Des supporters de l'OM au camp d'internement des Milles pour "pas que ça dérape"


Libé
Vendredi 27 Décembre 2024

Que faire pour lutter contre la haine? "Aller voir la réalité du fascisme", répond Rachid Zeroual, leader du principal groupe de supporters du club de football de l'Olympique de Marseille (sud-est de la France), qui a embarqué, avec un rabbin, des jeunes au camp des Milles.

Ce rabbin, Haïm Bendao, reconnaît qu'il avait "un peu une boule au ventre" en arrivant avec cette soixantaine de supporters des South Winners, âgés de 15 à 25 ans, dans cette ancienne tuilerie située près d'Aix-en-Provence (à 25 km de Marseille) qui fut pendant la Seconde Guerre mondiale un camp français d'internement avant la déportation d'environ 2.000 juifs.
Mais très vite, l'agilité de la médiatrice accompagnant le groupe fait que les blagues fusent et il glisse: "C'est au-delà de mes espoirs", les supporters réussissent à "sortir du pire par le sourire".

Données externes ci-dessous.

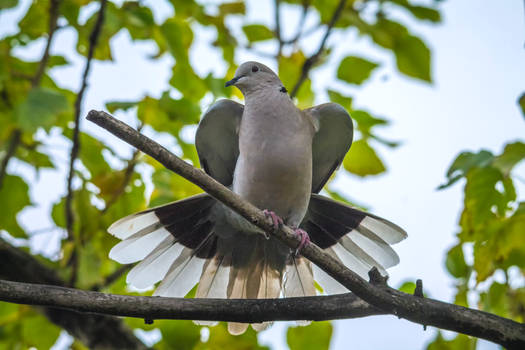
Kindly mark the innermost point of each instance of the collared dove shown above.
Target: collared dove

"Et si je me mettais à tenir des propos racistes, vous feriez quoi?", demande la médiatrice. "Je te questionnerais: +pourquoi tu dis ça+?", répond l'un. "Faut partir dans un débat pour lui montrer ses torts", appuie un autre.

"Et on risque quoi à faire ça?", leur demande-t-elle. "Rien!" répondent les jeunes, prenant conscience qu'il n'y a pas de petit acte de résistance.
Et tous éclatent de rire quand l'un des anciens demande s'il peut en venir aux mains, comme l'avaient fait les Winners dans les années 80 pour chasser les "fachos du stade".

"S'il y a un groupe qui s'est démarqué, qui a lutté contre la montée du fascisme dans les stades, c'est nous", leur rappelle de sa voix rocailleuse Rachid Zeroual, figure des South Winners, le groupe aux 7.500 membres qui enflamme le virage Sud du mythique stade Vélodrome de Marseille.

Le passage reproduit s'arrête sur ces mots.